Minimax Optimal Procedures for Joint Detection and Estimation

TL;DR

This paper develops minimax optimal procedures for joint hypothesis testing and parameter estimation under distributional uncertainties, introducing new algorithms and numerical results for practical implementation.

Contribution

It proposes a unified framework for joint detection and estimation with distributional uncertainty, including modified algorithms for faster convergence and stability.

Findings

Optimal policies induce an $f$-similarity to identify least favorable distributions.

Modified algorithms improve convergence speed and numerical stability.

Numerical results validate the theoretical procedures for band-type uncertainty models.

Abstract

We investigate the problem of jointly testing a pair of composite hypotheses and, depending on the test result, estimating a random parameter under distributional uncertainties.

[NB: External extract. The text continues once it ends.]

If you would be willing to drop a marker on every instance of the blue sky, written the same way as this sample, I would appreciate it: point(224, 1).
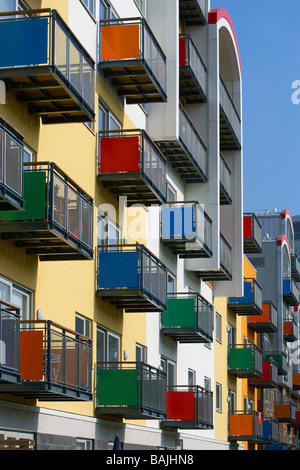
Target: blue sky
point(268, 34)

Specifically, it is assumed that the distribution of the data given the parameter of interest, is subject to uncertainty. Both, a Bayesian formulation and a Neyman-Pearson-like formulation, are considered. It is shown that the optimal policy induces an $f$-similarity that must be maximized to identify the least favorable distributions. Besides the general results, the implementation is investigated using a band-type uncertainty model. For designing the minimax procedures, existing algorithms are modified to increase convergence speed while maintaining numerical stability. The proposed theory is supplemented by numerical results for both formulations.